Les niñes migrantes no tienen sobrepeso. Esa es una de las cosas en las que pienso cuando los miro por las calles de Iquique. Sus pieles están resquebrajadas, están con ropas inadecuadas para su edad y para la temporada, y sus miradas son extrañas. Sería muy fácil decir que son tristes, pero creo que es más complejo que eso. Los grandes viajes, el hambre, el frío, la insolación, la falta de techo y protección no logran hacer desaparecer su ternura, aquella que se hace ausente con los años. Se ríen, ¡Sí, se ríen cuando te piden una moneda o intentan venderte alguna golosina! Y juegan aún, con sus hermanes y amiguites, en medio de las gentes que no los miran, porque de verdad, no los ven. Me pregunto, todo el tiempo, ¿Qué humanidad es aquella que me podría impedir ver la mía en la de otres?
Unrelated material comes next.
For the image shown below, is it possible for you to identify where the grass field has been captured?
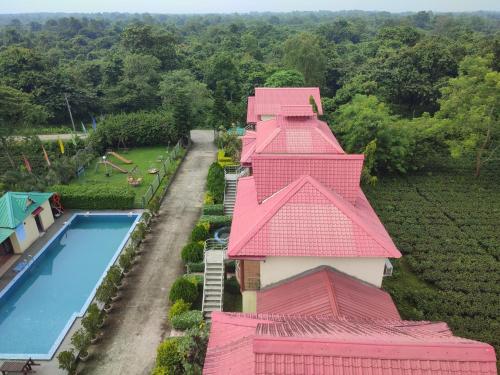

Pienso también en mi trabajo, que puede parecer superfluo ante tanto horror. Entre libros y notas apuradas, intento reflexionar cómo las ideas nacionales y nacionalistas surgidas hace más de 300 en Europa, y con una historia en permanente desarrollo en América Latina desde 200, se entrecruzan aquí y hoy, en este encuentro con la otredad (¿o la mismidad?). En medio de calles que ostentan nombres de héroes patrios, exaltados como figuras de respeto por asesinar a otros seres humanos, justificados por la fantasía de una comunidad que existe a través de un trapo mitificado que se diferencia de los otros trapos por los colores, o por la ingenua idea de independencia. Me pregunto cómo se hace para desanudar las amarras que nos han dejado siglos de guerras y enfrentamientos, y que hoy nos impide mirar a las y los demás a los ojos. Porque en eso está la clave, mirar a esos yoes que no son yo a los ojos, sentir en la carne el dolor y acompañar: duelar, como dice Judith Butler. Y desde ahí, hacer política. Una política que se niegue a deshumanizar, que encuentre formas heterogéneas de resistencia activa.
Mientras escribo, ya viene la marcha de vuelta. La violencia de la policía incluso parece menos radical, porque la violencia acústica de las motos, las bocinas y los camiones ubicuos no te deja pensar ni sentir. O más bien sí, porque logra que la rabia te embargue hasta las tripas. Porque, después de todo, la ciudad agoniza de odio.
Cristina Oyarzo Varela.Historiadora.Instituto de Estudios Internacionales, UNAP.